English historian and journalist (born 1964)

Simon Targett (born 1964) is an English historian, lecturer and freelance journalist. He is a former associate editor of the Financial Times. In March 2018 Barnes & Noble included his book New World, Inc.: The Making of America by England’s Merchant Adventurers, co-written with American business writer John Butman, in its list of best history books of the month.

Targett has a PhD in History from the University of Cambridge.

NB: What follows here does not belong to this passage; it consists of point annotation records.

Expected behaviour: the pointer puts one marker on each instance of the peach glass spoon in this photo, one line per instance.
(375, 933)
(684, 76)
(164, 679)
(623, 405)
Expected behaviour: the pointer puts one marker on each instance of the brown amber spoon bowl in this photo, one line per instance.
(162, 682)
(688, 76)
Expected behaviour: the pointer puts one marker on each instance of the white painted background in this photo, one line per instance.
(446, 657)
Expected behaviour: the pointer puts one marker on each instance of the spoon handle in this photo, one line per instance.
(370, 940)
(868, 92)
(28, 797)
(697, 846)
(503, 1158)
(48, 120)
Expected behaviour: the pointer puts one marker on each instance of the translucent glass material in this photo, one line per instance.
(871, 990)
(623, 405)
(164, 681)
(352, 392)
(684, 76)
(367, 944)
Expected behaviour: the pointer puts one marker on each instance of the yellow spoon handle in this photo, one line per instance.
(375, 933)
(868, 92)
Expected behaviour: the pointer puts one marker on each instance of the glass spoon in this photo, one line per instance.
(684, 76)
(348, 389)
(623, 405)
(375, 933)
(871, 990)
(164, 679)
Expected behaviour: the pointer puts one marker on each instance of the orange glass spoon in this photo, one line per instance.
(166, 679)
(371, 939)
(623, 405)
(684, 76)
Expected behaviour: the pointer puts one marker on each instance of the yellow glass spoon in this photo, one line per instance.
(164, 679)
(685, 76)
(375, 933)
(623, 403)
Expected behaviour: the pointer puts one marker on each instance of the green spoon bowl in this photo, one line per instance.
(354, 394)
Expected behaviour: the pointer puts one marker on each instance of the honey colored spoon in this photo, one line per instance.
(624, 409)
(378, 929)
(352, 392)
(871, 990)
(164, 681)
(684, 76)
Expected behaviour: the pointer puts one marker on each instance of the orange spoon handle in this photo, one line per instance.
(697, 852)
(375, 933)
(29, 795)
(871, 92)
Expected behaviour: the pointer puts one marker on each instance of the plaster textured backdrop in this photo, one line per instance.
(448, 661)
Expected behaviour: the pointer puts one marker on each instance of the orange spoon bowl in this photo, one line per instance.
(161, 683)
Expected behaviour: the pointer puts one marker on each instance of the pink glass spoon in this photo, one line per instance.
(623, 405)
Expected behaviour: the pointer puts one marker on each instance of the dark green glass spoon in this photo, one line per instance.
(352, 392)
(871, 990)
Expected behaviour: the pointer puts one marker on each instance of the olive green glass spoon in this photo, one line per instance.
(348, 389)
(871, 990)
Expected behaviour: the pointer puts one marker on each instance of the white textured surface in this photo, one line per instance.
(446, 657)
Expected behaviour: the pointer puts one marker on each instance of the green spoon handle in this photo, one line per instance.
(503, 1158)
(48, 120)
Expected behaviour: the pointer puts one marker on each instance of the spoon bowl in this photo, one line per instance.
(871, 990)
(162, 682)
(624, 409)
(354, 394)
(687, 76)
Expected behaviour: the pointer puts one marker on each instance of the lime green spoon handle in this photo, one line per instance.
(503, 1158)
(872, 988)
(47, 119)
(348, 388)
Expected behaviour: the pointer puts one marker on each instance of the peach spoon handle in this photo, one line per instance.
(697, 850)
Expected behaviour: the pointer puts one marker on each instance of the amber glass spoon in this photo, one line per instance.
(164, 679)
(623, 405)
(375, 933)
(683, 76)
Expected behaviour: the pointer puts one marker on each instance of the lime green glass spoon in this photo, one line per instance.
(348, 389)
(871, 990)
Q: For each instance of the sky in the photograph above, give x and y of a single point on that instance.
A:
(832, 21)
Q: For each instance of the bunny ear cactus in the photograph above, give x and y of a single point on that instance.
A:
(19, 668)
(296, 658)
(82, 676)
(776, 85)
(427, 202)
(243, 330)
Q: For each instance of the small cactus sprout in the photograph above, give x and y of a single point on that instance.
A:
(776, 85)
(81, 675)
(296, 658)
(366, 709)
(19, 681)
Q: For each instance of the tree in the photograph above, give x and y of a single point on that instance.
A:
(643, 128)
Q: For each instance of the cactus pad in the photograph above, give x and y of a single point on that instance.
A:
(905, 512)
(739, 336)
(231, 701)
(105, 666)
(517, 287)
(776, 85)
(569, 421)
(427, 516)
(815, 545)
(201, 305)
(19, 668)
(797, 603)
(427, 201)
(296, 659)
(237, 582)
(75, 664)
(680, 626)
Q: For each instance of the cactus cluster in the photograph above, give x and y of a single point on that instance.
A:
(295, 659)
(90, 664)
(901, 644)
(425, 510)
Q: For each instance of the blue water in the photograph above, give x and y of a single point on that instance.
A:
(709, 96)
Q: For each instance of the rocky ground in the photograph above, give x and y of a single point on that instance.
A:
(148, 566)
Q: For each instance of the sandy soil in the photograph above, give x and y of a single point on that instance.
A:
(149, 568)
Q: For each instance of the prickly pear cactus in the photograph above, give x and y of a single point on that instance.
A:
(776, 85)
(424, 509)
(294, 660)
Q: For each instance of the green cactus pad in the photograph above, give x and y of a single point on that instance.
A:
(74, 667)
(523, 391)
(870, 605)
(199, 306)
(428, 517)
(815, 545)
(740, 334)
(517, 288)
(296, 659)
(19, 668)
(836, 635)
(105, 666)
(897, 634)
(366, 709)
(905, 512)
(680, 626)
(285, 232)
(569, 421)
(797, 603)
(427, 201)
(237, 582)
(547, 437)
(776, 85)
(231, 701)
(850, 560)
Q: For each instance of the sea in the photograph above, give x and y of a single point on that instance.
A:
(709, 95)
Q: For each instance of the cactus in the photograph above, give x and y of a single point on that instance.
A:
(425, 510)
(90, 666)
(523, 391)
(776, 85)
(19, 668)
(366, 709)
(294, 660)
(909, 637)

In 2024 he was elected chair of the Richmond Local History Society in Richmond, London. He has given talks to the society on George Vancouver, on Robert Walpole and on Richmond and Mortlake’s part in the founding of America and the launching of the British Empire.

==Works==
===Books===
- (with John Butman) New World, Inc: The Making of America by England's Merchant Adventurers, 432 pp. (Little, Brown and Company, 2018) ISBN 978-0316307888
- (with Michael J. Silverstein, Abheek Singhi, Carol Liao and David Michael). The 10 Trillion Dollar Prize: Captivating the Newly Affluent in China and India (Harvard Business Review Press, 2012) ISBN 978-1422187050

===Journal articles===
- "A house, a tomb, a monkey puzzle tree, a fight and a book of discovery: George Vancouver's connection with Petersham, Kew and Richmond" (2024)
- "Sir Robert Walpole, Britain's first Prime Minister, and his connections with Richmond" (2023)
- "A momentous conversation in Richmond Palace: the three secrets that Francis Drake told Queen Elizabeth on his return from circumnavigating the world" (2020)
- Targett, Simon (1994). "Government and Ideology during the Age of Whig Supremacy: The Political Argument of Sir Robert Walpole's Newspaper Propagandists"

==Personal life==
Targett lives in St Margarets, London.